Jiab Prachakul: Welcome Back
5 Jun-11 Jul 2026
PV 5 Jun 2026, 6-8pm
Timothy Taylor is pleased to present Welcome Back, an exhibition of new paintings by Thai-born, France-based artist Jiab Prachakul, on view from 5 June through 11 July in London. This marks the artist’s debut solo exhibition in the UK and follows her first solo museum presentation at The Contemporary Austin. Bringing together nine new canvases, the exhibition considers memory, distance, and presence through depictions of those closest to the artist.

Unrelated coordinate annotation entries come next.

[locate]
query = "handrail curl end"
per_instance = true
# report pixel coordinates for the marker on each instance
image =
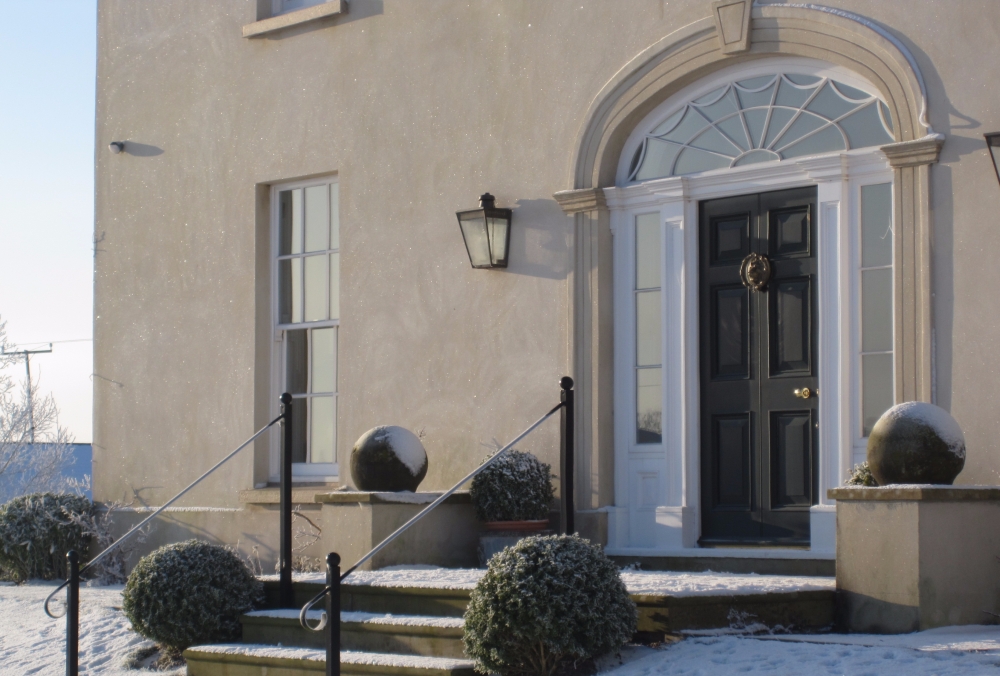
(303, 614)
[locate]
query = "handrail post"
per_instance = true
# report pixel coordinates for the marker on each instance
(285, 594)
(73, 614)
(566, 455)
(333, 615)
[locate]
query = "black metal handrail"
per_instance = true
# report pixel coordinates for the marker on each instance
(334, 578)
(73, 570)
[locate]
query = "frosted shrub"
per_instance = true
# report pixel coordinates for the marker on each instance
(516, 487)
(37, 530)
(861, 475)
(189, 593)
(546, 601)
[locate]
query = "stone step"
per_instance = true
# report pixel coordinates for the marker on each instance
(240, 659)
(805, 609)
(369, 632)
(382, 599)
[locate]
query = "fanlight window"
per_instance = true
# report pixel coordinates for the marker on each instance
(773, 117)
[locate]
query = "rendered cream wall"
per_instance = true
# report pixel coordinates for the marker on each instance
(418, 107)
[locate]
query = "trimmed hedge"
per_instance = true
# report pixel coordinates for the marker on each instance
(190, 593)
(37, 530)
(516, 487)
(546, 601)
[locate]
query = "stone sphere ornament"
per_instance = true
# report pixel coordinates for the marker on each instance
(916, 443)
(388, 458)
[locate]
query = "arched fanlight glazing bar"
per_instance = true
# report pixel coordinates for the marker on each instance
(772, 117)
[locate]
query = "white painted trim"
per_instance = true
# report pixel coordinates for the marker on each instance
(671, 526)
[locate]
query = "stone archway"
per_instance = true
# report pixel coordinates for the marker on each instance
(679, 59)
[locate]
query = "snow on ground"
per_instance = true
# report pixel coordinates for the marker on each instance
(637, 582)
(33, 643)
(951, 651)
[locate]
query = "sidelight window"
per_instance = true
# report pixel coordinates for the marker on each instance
(876, 304)
(648, 332)
(307, 319)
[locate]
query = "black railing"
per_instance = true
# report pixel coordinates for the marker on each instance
(334, 578)
(73, 570)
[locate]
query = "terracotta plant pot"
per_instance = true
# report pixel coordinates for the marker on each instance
(538, 525)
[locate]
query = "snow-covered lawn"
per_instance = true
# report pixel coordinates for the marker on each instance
(31, 643)
(950, 651)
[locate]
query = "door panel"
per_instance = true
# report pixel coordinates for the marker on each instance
(758, 350)
(790, 320)
(731, 332)
(732, 447)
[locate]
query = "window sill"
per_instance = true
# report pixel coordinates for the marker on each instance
(272, 495)
(282, 21)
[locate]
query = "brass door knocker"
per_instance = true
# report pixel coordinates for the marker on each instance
(755, 271)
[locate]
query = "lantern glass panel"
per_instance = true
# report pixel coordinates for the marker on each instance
(476, 239)
(498, 239)
(994, 142)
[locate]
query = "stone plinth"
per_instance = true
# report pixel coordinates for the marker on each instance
(353, 522)
(914, 557)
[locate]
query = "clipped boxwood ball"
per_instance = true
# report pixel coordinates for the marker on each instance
(916, 443)
(388, 458)
(546, 601)
(516, 487)
(190, 593)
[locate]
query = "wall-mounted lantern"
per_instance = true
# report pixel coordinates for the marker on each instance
(486, 232)
(993, 143)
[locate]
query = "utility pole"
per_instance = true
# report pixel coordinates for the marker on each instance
(27, 366)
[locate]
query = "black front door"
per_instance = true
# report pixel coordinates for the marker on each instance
(757, 297)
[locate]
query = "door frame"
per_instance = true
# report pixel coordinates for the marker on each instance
(657, 494)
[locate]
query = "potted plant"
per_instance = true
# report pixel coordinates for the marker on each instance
(514, 493)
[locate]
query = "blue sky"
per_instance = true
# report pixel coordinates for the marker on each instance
(47, 73)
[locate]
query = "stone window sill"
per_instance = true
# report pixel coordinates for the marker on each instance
(282, 21)
(272, 495)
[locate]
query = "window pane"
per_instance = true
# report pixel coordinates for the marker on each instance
(296, 362)
(876, 225)
(335, 286)
(647, 323)
(649, 409)
(296, 230)
(291, 290)
(285, 222)
(876, 310)
(315, 287)
(474, 232)
(299, 423)
(285, 286)
(323, 433)
(324, 360)
(335, 216)
(317, 210)
(647, 251)
(876, 383)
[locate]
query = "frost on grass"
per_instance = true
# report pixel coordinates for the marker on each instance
(190, 592)
(544, 602)
(516, 487)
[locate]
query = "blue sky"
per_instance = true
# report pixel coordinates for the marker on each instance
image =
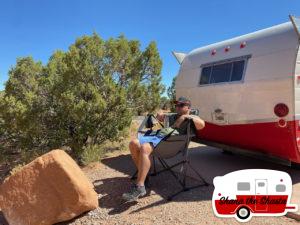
(39, 27)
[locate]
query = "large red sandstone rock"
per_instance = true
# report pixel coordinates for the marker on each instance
(50, 189)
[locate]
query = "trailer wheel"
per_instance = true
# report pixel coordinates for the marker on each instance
(243, 213)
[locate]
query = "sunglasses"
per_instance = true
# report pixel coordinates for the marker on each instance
(180, 105)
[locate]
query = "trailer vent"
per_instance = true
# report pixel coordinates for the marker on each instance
(281, 110)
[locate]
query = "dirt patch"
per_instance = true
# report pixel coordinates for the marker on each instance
(111, 179)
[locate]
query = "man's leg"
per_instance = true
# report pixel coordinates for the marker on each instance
(134, 147)
(144, 163)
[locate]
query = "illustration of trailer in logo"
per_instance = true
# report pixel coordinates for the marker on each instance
(253, 192)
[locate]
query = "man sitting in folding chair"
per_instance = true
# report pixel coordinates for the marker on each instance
(142, 147)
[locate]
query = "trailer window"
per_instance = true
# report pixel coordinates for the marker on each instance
(280, 188)
(238, 69)
(223, 71)
(243, 186)
(206, 71)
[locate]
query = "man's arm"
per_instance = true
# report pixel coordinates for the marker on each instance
(199, 123)
(160, 116)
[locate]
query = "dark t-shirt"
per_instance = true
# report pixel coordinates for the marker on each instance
(183, 126)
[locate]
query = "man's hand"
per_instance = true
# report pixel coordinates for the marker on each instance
(160, 116)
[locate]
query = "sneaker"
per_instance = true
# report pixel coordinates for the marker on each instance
(135, 192)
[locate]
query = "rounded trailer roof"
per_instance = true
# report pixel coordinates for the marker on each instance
(272, 39)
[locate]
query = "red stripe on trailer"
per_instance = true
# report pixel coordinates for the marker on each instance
(267, 138)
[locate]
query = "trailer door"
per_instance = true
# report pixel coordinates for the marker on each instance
(261, 191)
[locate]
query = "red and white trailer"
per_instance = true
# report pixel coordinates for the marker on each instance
(259, 192)
(247, 89)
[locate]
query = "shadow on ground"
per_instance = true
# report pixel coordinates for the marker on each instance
(208, 161)
(2, 219)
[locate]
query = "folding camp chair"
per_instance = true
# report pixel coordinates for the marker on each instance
(170, 147)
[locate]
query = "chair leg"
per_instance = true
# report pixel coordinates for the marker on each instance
(154, 173)
(184, 173)
(198, 174)
(134, 176)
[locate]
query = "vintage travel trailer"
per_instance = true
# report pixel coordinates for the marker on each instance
(247, 89)
(259, 192)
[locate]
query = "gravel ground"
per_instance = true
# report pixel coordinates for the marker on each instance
(111, 179)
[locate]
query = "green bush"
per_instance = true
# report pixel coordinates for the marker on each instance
(81, 97)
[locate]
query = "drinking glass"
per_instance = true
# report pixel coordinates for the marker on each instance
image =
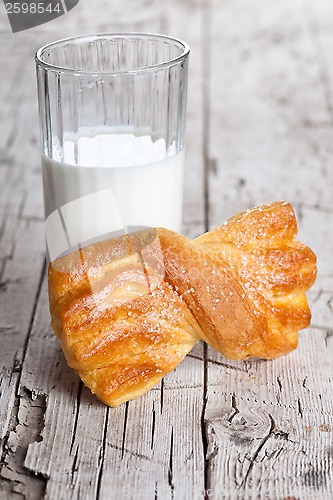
(112, 115)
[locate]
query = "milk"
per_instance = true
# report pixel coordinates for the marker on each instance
(107, 181)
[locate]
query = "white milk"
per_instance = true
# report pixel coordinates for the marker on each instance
(104, 182)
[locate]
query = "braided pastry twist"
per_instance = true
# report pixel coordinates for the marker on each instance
(127, 310)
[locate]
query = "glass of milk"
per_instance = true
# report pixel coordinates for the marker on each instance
(112, 113)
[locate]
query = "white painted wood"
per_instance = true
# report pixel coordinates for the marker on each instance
(270, 424)
(259, 128)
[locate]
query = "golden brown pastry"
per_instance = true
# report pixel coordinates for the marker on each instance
(127, 310)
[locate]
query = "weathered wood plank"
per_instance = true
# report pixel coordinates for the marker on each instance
(100, 452)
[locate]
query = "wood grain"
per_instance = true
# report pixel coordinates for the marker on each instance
(260, 127)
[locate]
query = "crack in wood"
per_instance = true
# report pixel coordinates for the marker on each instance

In her luminous autobiographical paintings, Prachakul portrays her community and surroundings in quiet scenes shaped by close observation and restrained emotion. She paints herself, her husband, and friends—many of them designers, artists, and musicians of the Asian diaspora living in Europe—with a strong sense of familiarity, which, as the artist notes, “invites us into a series of longing conversations with a circle of my close friends.” These figures are often set in quotidian environments, such as street corners, living rooms, and along urban waterways, and are bathed in a warm, ambient light. This glow lends the scenes a subtle romanticism, heightened by Prachakul’s attention to pattern and her sensitivity to the way clothing frames the body. As in the work of Alice Neel and Lucian Freud, familiar figures recur throughout her paintings, allowing relationships to unfold over time.
Many of the works in this exhibition feature scenes of Berlin, where Prachakul lived for eight years before settling in Vannes, Brittany. In May 2025, the artist returned to the city and spent time with friends in familiar places, gathering images that informed this series. In Welcome Back (2025), two women—twins who appear elsewhere in Prachakul’s paintings—pose for a photograph, conveying warmth and ease. One holds a vibrant bouquet, while the other carries a jacket whose pattern echoes the cobblestoned street. They stand before a späti (a late-night convenience shop) in the Alt-Treptow neighbourhood, where the artist lived when she first moved to the city seventeen years ago. The store emits a distinctive yellow light that Prachakul associates with these spaces; while she once found their atmosphere “brutal and a bit miserable,” she now recalls them with a sense of affection.
Pink Moon (2026) depicts the artist and her husband, both in black coats, gazing over the Landwehr Canal at Maybachufer—a point where three waterways intersect: the Spree near Alt-Treptow, Kreuzkoelln, and Neukoelln. For Prachakul, this site reflects her many years in Berlin, dating back to when she taught herself to paint. Here, the reflection of a starry sky shimmers on the water and in the thicket of leaves above the figures; even the gravel walkway seems to glimmer. A radiant pink moon introduces a surreal note, echoed by a large cat perched on a gate. The cat, drawn from the artist’s neighbour in Vannes, is inserted into the scene, suggesting the ways in which contexts and realities converge in memory.
A similar incandescence characterises A Meeting By The River (2025), a self-portrait in which the artist lounges in the sun beside a glittering body of water that appears both placid and expansive. Prachakul’s black heels and clothing anchor her figure amid the refracted light and a swath of undulating grass. The artist describes the painting as a meditation on midlife. After revisiting Berlin and reckoning with change, foreignness, and familiarity, she found a renewed sense of ease in Vannes, grounded in a deeper relationship to herself.